I used to drive that way quite a bit, when I worked at Central. I'm kind of glad that I don't anymore. Especially when this time of year comes around. The drive is just over an hour under ideal conditions.


However, during the fall and winter quarters, the roads almost always have ice or snow or both on them. Then there's the falling rocks and the deer. It's beautful country, that's for sure. And I always enjoyed the trip, travelling alongside an icy stream, through shear rock walls, and past a coniferous forest that turns gold as winter approaches. Often in the winter, you drive up into the clouds and back out again. And then, sometimes, when you turn off the pass and look out over Ellensburg, the whole valley is fogged in and the snow on the mountains off in the direction you just came sparkles in the sun. It's sunny and bright until you drive back down into the valley's mist, which freezes to your windshield. Freezing fog. Can you believe it?

Today, it's a pretty clear day up on Blewett, as you can see. No problems. And in the time that I worked at Central, I never had to use my chains. Rarely did things get bad enough that I couldn't take this route (there's another, longer way, with lower elevation).

There's no doubt that it's a beautiful trip. But this time of year, it's a difficult trip. You never know how the weather is going to be.

I remember one Thanksgiving when Jen and I decided to drive to Sea-Tac airport in Seattle to fly back to Illinois. As we rounded the first curve on the pass, there was a car on its side blocking one of the lanes. That was the last time that we drove to Seattle to catch a plane. Now we fly over to Seattle from Wenatchee.

Tuesday, October 23, 2007

Midwestern Living

This is very first-drafty; sorta creative non-fiction; sorta fiction. I'm not sure where it's going yet. It doesn't really have a direction. This piece started out as a daydream on a day where I didn't have much else to do. So, here you go:

Dust coats the floor of the red barn so heavily that you leave footprints. When you climb the worn ladder rungs into the loft, dirt sticks to your hands. Even the sun beams streaming in from a window up near the roof, two stories above you, are filled with particles that dance slowly and convectionally upward. Old cobwebs, sewn by spiders long dead, trail down from the rafters. And there is loose straw everywhere, shuffling between your feet and the creaky floor boards.


Spend a few hours in this room throwing bales and your spit will turn black. Your arms will be covered in scratches and rashes. You'll be sweating heavily in the July heat that radiates through the tin roof.


But oh how cool a drink of water feels afterwards. How refreshing a simple breeze can be after no more than an hour in the loft.


The bales come fast, slowly climbing the clanky conveyor and falling in through the window near the roof, and the race is on to get one or two stacked against a wall before too many pile up under the conveyor. How remarkable, you think, that in a few days you will be able to reach up and touch the roof of this room, feel the heat pressing through the tin from the sky above, step over the rafters on top of the rising stacks.


This is what work means to you.

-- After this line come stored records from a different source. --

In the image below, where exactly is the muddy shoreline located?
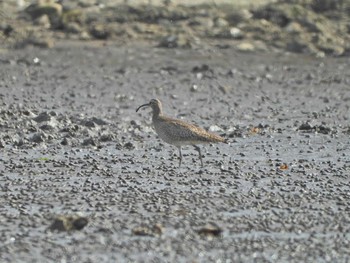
[0,41,350,262]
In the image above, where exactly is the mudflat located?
[0,41,350,262]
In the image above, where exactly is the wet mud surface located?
[0,42,350,262]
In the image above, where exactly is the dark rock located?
[49,216,89,231]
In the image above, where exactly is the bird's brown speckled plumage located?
[136,99,225,166]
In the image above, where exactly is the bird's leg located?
[177,146,182,167]
[193,145,203,167]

You with three friends in a barn, stacking endlessly, sweating, talking and joking about girls at school. It doesn't really even matter if you get paid. Hard work and good company are rewards enough. At 17 you don't really care about money, needing just enough, maybe, to buy a few beers to drink while you sit out under the stars on the hood of a rusty Ford and chat with some of those girls you joked about. It's a good life, at 17, staring up at the stars, crushing on girls, getting a little buzzed on a road that's no more than two worn tracks through the middle of a corn field, working hard.


Work changes, though, and with it, so do you. Suddenly work becomes bills--car payments and rent, health insurance--until you can't work hard enough anymore and you're burnt out and stressed out and bitter and angry at what work has done to you. And sometimes you just wish that you could go back to the days of sweating in a barn, days when your ego makes you decline a dust mask offered by a gray-beard farmer, who understands your refusal, having once been 17 tossing bales with his friends in that very same barn years ago.

Wednesday, October 10, 2007

I'm avoiding writing again by writing



I'm all about blogging again recently, just because I don't want to write other stuff. You know what I mean? I'm writing here because I'd rather be doing this than writing my dissertation.

Right now my disseratation seems a little big. I have all sorts of ideas banging into each other, and I have a plan, like a big junk box that all of those ideas are thrown into. But when I think about starting to sort that box, it seems like I find other stuff to do instead: the dishes, blogging, playing poker. It doesn't really seem to matter what it is, just as long as it's something else.

Recently, it has been blogging, both reading and writing blog posts. I'm thinking about like a blog novel or a blog non-fiction book. I'm pretty sure that will never happen though. It's a nice idea, but if I ever start to write it, I'll just end up writing something else instead.

So I need practice following through, I guess. And confidence. That's always good. I'm pretty sure that I'm at least decent at this writing thing, but you know, those little insecurities always seem to seep in when you're not paying attention. They whisper to you from the back of your mind, " What if people don't like what you write? What if you're doing all of this work for nothing?" What if I am? What then?

Maybe that's why a lot of doctoral students get to their dissertation and freeze up. Maybe they're afraid of that final barrier between safe waters and deep waters, where there be monsters. I guess when it comes to this sort of stuff, I can swim just fine. But I like that I can still see the sandy bottom, even if I'm no longer touching it.

This experience with my dissertation has made me think a lot about how we use rhetoric in our classrooms, the way that we insist that our students write to an audience. But all of these nerves I have over what other people will think is really the only thing keeping me from writing. There has to be a better way to think about the relationship between writer and reader that what rhetoric has to offer. It makes me think of Bakhtin's superaddressee and Frank Farmer's work with that concept. Perhaps, you are my superaddressee. That's right, you, who has stumbled across this post and who may or may not respond.

Can't believe I'm actually posting this.

Monday, October 08, 2007

A little something to share with the world


This is the view from my balcony. You're looking east, toward Spokane and away from the Majestics. It's evening and the sun is setting. You can see that the mountains are already beginning to cast shadows over the valley.
The brown hillside above East Wenatchee proves how little rain we get. For us, this rainbow is a rare site indeed.
I love the way it smears near the edges and the way it contrasts with the hillside and the clouds.
Perhaps, that's why there's so many songs about rainbows.